I compare the models based on F1 score and accuracy. F1 score provides a balance between precision and recall outputs of the model. Accuracy is easy to understand as it's a ratio of correctly predicted instances in the dataset.

The XGBoost model has demonstrated the best performance among all. It gave us pretty high level of F1 and accuracy on the test dataset.
The Random Forest and Logistic Regressions are also performed good. However, Random Forest showed slightly higher accuracy and majorly higher F1.
The Decision Tree didn't performed well in this project.

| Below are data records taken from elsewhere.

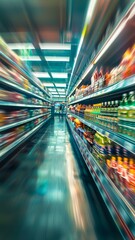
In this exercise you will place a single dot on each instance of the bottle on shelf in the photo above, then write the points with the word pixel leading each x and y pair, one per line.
pixel 123 108
pixel 131 103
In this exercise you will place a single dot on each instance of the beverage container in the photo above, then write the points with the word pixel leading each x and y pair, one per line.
pixel 119 171
pixel 131 105
pixel 131 175
pixel 123 108
pixel 124 175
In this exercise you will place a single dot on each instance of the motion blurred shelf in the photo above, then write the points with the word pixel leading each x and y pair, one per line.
pixel 123 141
pixel 13 86
pixel 12 125
pixel 22 71
pixel 10 148
pixel 121 211
pixel 115 89
pixel 16 105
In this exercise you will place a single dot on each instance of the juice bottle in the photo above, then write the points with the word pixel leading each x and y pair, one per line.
pixel 116 105
pixel 131 103
pixel 123 108
pixel 124 174
pixel 108 166
pixel 131 175
pixel 101 78
pixel 113 168
pixel 119 171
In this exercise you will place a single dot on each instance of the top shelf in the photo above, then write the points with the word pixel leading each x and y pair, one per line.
pixel 21 71
pixel 18 88
pixel 115 89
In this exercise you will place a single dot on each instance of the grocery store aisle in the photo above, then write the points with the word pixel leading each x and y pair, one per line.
pixel 47 194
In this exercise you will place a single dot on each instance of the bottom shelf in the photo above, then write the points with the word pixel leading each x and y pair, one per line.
pixel 10 148
pixel 121 211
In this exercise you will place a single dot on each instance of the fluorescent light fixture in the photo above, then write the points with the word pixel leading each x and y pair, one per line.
pixel 56 95
pixel 59 75
pixel 17 46
pixel 51 89
pixel 41 74
pixel 60 84
pixel 55 46
pixel 56 59
pixel 86 72
pixel 90 11
pixel 30 58
pixel 116 32
pixel 48 84
pixel 110 40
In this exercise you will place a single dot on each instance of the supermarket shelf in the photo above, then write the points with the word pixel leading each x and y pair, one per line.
pixel 12 125
pixel 12 104
pixel 9 149
pixel 121 211
pixel 21 71
pixel 117 88
pixel 10 84
pixel 122 140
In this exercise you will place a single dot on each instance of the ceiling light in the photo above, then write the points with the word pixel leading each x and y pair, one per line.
pixel 60 84
pixel 41 74
pixel 16 46
pixel 48 84
pixel 56 59
pixel 56 95
pixel 116 33
pixel 55 46
pixel 86 72
pixel 51 89
pixel 59 75
pixel 90 11
pixel 109 41
pixel 30 58
pixel 61 90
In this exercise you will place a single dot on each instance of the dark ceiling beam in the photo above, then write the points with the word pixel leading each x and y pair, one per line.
pixel 36 39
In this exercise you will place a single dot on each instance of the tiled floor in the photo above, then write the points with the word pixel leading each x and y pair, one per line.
pixel 47 192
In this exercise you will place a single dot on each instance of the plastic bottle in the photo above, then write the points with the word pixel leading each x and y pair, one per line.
pixel 124 174
pixel 113 168
pixel 119 171
pixel 131 176
pixel 123 108
pixel 131 105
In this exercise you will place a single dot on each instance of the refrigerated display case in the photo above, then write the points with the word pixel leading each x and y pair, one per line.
pixel 25 106
pixel 101 117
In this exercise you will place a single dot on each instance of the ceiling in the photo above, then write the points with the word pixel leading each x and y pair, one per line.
pixel 42 23
pixel 52 37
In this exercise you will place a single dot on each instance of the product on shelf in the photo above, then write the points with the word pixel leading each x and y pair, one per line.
pixel 11 96
pixel 116 115
pixel 116 161
pixel 103 77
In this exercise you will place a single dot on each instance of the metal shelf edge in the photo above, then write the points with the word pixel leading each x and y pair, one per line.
pixel 7 150
pixel 118 139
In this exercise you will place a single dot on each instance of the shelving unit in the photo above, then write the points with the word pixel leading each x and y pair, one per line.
pixel 16 124
pixel 109 55
pixel 121 211
pixel 122 140
pixel 20 105
pixel 8 130
pixel 118 88
pixel 24 73
pixel 10 148
pixel 11 85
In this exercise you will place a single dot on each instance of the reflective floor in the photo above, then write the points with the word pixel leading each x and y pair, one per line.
pixel 47 193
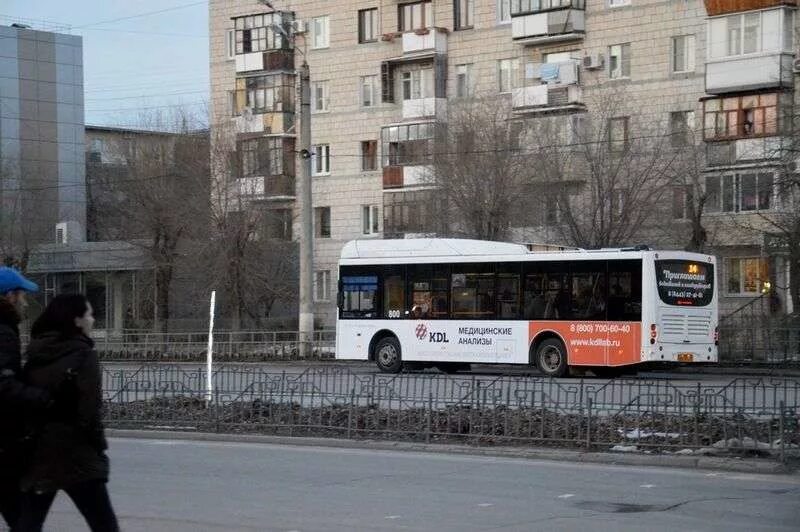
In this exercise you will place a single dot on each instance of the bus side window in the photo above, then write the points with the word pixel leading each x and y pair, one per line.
pixel 394 290
pixel 625 290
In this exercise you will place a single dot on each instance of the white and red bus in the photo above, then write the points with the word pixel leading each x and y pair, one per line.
pixel 450 303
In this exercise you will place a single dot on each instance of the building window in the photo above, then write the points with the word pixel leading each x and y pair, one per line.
pixel 367 85
pixel 464 84
pixel 507 74
pixel 264 94
pixel 415 16
pixel 369 155
pixel 320 93
pixel 256 33
pixel 740 116
pixel 370 215
pixel 322 222
pixel 417 84
pixel 751 32
pixel 322 285
pixel 741 192
pixel 407 144
pixel 368 25
pixel 321 159
pixel 278 224
pixel 746 275
pixel 504 11
pixel 619 61
pixel 262 156
pixel 464 12
pixel 681 126
pixel 683 54
pixel 320 32
pixel 618 134
pixel 681 202
pixel 230 44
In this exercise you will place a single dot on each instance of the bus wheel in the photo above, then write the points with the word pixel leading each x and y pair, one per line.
pixel 387 355
pixel 551 358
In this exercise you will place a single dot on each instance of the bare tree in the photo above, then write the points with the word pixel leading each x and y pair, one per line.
pixel 157 197
pixel 606 173
pixel 479 173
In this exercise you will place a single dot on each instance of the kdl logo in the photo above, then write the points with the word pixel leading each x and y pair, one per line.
pixel 438 338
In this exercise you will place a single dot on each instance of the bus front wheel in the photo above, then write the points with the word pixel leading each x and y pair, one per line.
pixel 551 358
pixel 387 355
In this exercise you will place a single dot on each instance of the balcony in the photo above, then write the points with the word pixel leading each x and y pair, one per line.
pixel 724 7
pixel 771 70
pixel 406 176
pixel 551 86
pixel 554 21
pixel 424 41
pixel 425 108
pixel 263 188
pixel 268 61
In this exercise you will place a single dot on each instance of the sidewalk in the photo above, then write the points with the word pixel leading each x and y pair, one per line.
pixel 715 463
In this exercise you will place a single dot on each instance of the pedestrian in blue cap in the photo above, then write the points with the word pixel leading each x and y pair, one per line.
pixel 17 401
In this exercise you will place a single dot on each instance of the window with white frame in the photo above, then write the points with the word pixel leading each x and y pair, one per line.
pixel 320 32
pixel 414 16
pixel 321 159
pixel 322 222
pixel 751 32
pixel 618 134
pixel 619 61
pixel 417 83
pixel 683 53
pixel 322 285
pixel 257 33
pixel 368 25
pixel 504 11
pixel 464 13
pixel 464 83
pixel 507 74
pixel 746 275
pixel 230 44
pixel 320 94
pixel 370 216
pixel 681 127
pixel 367 87
pixel 740 192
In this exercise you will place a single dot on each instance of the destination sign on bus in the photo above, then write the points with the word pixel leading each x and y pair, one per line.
pixel 685 283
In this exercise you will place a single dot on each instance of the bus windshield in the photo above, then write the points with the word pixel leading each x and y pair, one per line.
pixel 685 283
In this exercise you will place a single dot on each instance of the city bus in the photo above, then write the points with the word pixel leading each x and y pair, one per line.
pixel 451 303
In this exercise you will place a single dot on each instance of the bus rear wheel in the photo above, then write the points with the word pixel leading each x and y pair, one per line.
pixel 387 355
pixel 551 358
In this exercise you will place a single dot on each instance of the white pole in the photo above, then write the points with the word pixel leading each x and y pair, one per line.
pixel 209 355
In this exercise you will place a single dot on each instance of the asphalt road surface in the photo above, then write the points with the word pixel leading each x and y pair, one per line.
pixel 214 486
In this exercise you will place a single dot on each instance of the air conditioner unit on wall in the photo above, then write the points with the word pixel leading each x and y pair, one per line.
pixel 299 26
pixel 593 61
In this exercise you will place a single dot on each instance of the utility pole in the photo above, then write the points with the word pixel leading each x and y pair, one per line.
pixel 304 205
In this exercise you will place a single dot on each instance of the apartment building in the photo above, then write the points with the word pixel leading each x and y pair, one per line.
pixel 384 74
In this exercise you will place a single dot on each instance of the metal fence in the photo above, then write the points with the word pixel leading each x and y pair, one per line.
pixel 747 415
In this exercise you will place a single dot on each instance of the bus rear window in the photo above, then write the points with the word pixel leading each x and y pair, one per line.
pixel 685 283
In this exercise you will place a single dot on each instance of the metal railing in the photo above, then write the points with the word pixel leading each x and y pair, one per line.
pixel 748 415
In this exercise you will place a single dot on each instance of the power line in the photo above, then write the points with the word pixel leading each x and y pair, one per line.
pixel 139 15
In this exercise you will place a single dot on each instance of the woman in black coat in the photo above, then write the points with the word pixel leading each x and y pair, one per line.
pixel 68 454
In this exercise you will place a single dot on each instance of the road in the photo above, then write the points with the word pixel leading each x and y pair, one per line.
pixel 214 486
pixel 327 383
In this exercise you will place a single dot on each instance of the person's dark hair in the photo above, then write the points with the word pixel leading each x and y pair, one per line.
pixel 60 314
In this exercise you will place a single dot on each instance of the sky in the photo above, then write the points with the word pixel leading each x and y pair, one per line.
pixel 141 57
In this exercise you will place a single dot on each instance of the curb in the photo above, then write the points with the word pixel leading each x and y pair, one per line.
pixel 739 465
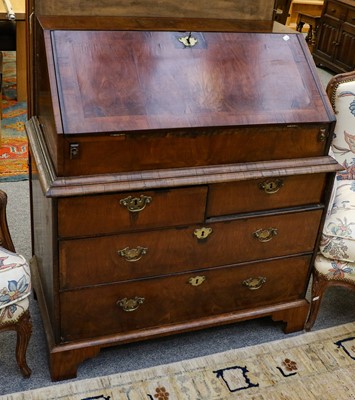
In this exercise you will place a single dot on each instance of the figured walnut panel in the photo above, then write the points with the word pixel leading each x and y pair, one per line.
pixel 106 214
pixel 119 82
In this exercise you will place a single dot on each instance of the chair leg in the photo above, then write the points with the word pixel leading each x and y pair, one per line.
pixel 319 285
pixel 24 331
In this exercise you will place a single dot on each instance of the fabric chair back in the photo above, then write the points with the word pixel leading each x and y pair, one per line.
pixel 342 96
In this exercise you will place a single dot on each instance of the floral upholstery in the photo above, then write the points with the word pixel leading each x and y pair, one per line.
pixel 338 238
pixel 335 262
pixel 335 269
pixel 343 144
pixel 15 286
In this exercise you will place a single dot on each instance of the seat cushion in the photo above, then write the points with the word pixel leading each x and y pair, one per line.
pixel 15 278
pixel 335 269
pixel 338 238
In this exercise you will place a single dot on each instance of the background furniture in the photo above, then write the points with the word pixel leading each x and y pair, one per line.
pixel 335 265
pixel 19 7
pixel 282 8
pixel 313 22
pixel 7 43
pixel 335 48
pixel 310 7
pixel 15 287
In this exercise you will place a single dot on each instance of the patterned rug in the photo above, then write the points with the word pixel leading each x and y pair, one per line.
pixel 318 365
pixel 14 149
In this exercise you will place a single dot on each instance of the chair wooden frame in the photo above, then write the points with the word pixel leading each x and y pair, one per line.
pixel 23 326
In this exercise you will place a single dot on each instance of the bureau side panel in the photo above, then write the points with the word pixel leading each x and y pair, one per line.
pixel 43 242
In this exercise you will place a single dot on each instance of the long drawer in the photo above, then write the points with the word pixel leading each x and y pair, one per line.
pixel 141 304
pixel 93 261
pixel 179 148
pixel 105 214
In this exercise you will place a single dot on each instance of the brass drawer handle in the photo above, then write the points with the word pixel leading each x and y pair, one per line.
pixel 133 255
pixel 265 235
pixel 196 280
pixel 271 186
pixel 202 233
pixel 136 204
pixel 254 283
pixel 129 305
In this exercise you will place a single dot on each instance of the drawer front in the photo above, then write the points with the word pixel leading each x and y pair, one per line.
pixel 93 261
pixel 139 152
pixel 265 194
pixel 336 10
pixel 91 215
pixel 157 302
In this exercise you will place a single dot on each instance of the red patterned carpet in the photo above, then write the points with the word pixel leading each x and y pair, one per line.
pixel 14 148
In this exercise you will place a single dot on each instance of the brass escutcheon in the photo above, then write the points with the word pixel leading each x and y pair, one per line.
pixel 188 41
pixel 265 235
pixel 254 283
pixel 134 254
pixel 136 204
pixel 129 305
pixel 322 135
pixel 271 186
pixel 202 233
pixel 197 280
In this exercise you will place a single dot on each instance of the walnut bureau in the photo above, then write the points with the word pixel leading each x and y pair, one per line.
pixel 179 181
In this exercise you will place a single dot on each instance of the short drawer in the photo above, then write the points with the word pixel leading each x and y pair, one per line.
pixel 159 302
pixel 90 261
pixel 336 10
pixel 264 194
pixel 105 214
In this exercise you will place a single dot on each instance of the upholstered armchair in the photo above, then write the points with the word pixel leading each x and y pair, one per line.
pixel 15 288
pixel 335 263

The most valuable feature to predict the quality of wine are the same across the models:

1. alcohol;
2. sulphates;
3. total sulphur dioxide;
4. active sulphur dioxide;
5. volatile acidity;

In [28]:
#@title Comparison

models = ["Logistic Regression",
          'Decision Tree',
          'Random Forest',
          'XGBoost']

f1_scores = [f1_score(y_test, best_log.predict(X_test)),
             f1_score(y_test, best_tree.predict(X_test)),
             f1_score(y_test, best_rf.predict(X_test)),
             f1_score(y_test, best_xgb.predict(X_test))]
accuracy_scores = [accuracy_score(y_test, best_log.predict(X_test)),
                   accuracy_score(y_test, best_tree.predict(X_test)),
                   accuracy_score(y_test, best_rf.predict(X_test)),
                   accuracy_score(y_test, best_xgb.predict(X_test))]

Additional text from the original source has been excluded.